And al's focus notwithstanding, we can all be right in the foundational recognition of God. Tolkien and Lewis spoke to the true myth echoed in other myth. But for now, I think you pray because on some level you recognize that you were built for relation with God.
 

catsup

New member
very enlightening, thank you. and PureX, the personification of the unknown - helps me get a handle on why i am praying and encourages me to keep on doing so.

i know that i see god in natural things. i feel awed by their beauty. the beauty of nature is god to me. am i a pagan then? i don't see god in people, except perhaps when a person does something extraordinarily giving.

so, how do i find a group of like minded prayers?

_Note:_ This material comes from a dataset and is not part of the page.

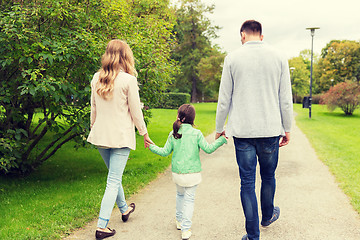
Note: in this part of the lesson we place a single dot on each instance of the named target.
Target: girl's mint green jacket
(186, 150)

sorry i am so confused and my newness to all of this certainly is apparent.

catsup
 

PureX

Well-known member
i know that i see god in natural things. i feel awed by their beauty. the beauty of nature is god to me. am i a pagan then?
Do such labels really matter?

I was raised Catholic, but as a small child, I was taught by my parents and by a couple of very kind Catholic nuns that "God" is in the "green of the grass and the warmth of the sunshine", etc., and for some reason that was something I could understand and believe. And I still do, though in a more sophisticated way. I like reading about cosmology and quantum physics and that sort of thing, and I still believe that the universe is a wondrous expression of "God", just as I did when I was a kid.

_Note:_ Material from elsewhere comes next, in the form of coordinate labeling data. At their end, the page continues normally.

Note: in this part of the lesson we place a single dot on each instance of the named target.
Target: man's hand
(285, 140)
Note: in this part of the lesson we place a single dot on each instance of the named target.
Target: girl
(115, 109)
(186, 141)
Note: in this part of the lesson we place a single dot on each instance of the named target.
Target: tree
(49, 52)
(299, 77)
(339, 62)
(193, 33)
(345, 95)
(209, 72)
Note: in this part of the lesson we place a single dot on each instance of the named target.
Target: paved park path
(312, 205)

Is that a form of 'paganism'? I don't think so, really, as I learned to think of it this way from a couple of Catholic nuns, but to tell the truth I don't much care either way. Most people of any religion would agree that "God" is the source and sustenance of all that exists, so my thinking is right in line with most of humanity.
i don't see god in people, except perhaps when a person does something extraordinarily giving.
Seeing "God" in the world around us (and it's people) is a choice, I think. I certainly didn't see God in people for most of my life. In fact, I was just the opposite. I saw human beings as a kind of scourge on the Earth, killing it and everything on it with our endless selfish ignorance, fear, and greed. But the circumstances of my life forced me to have to reassess my attitude, and helped me to see that I was choosing to see humanity this way, and that my choice was biased by my personal circumstances (a chronic addiction). So I was able, in time, to let go of that view and to develop a new, much more positive and forgiving way of conceptualizing humanity. And the result, in the end, was that I eventually came to see the mystery, joy, and wonder of "God" in humanity just as I could see it in the rest of the universe. People are, after all, very much a part of the whole. We are as real and as natural as any other aspect of 'nature'.

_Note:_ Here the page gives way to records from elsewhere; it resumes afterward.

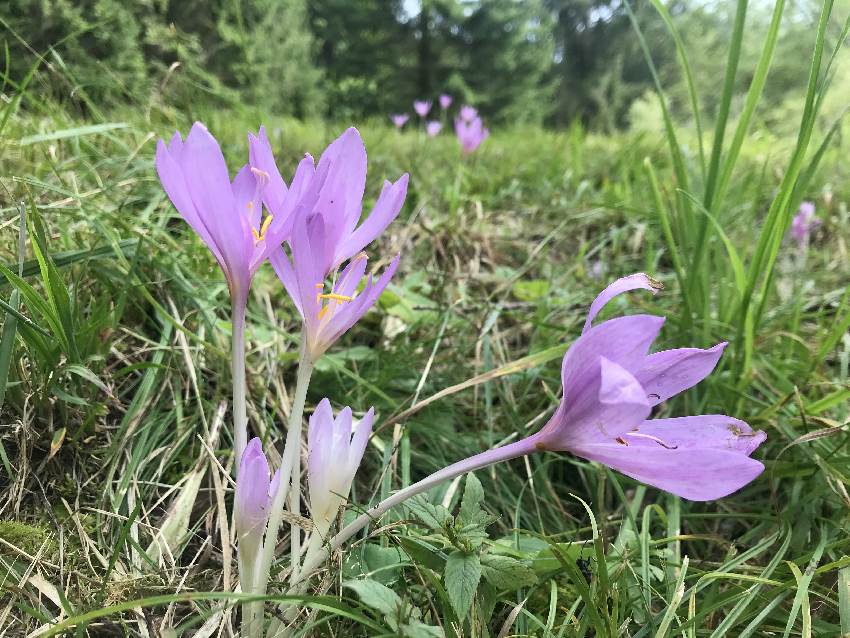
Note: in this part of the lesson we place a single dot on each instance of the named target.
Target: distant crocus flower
(422, 107)
(804, 222)
(334, 452)
(399, 119)
(468, 113)
(254, 493)
(470, 134)
(326, 235)
(610, 385)
(227, 215)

To my mind, now, we are even more so, because we can express and experience 'love'. That makes us even more extraordinary, and we do so in transcendence of our own bio-physical natures.
so, how do i find a group of like minded prayers?
That depends on how you like to pray, and what it's purpose is for you, I guess. There are universalist churches that accept people of varying religious beliefs, and of unspecified beliefs, that I'm sure would be accommodating. But I would think almost any church would be happy to open and share their prayer groups.

If it's just fellowship you're looking for, you'll probably have to do some 'trial and error'. Unfortunately, a lot of organized religious believers seek to either indoctrinate or reject newcomers. And that can be both very confusing and disheartening for someone like yourself.
sorry i am so confused and my newness to all of this certainly is apparent.
It sounds to me like you have a wonderfully open and natural internal inclination toward "God". You may not be as confused as you think.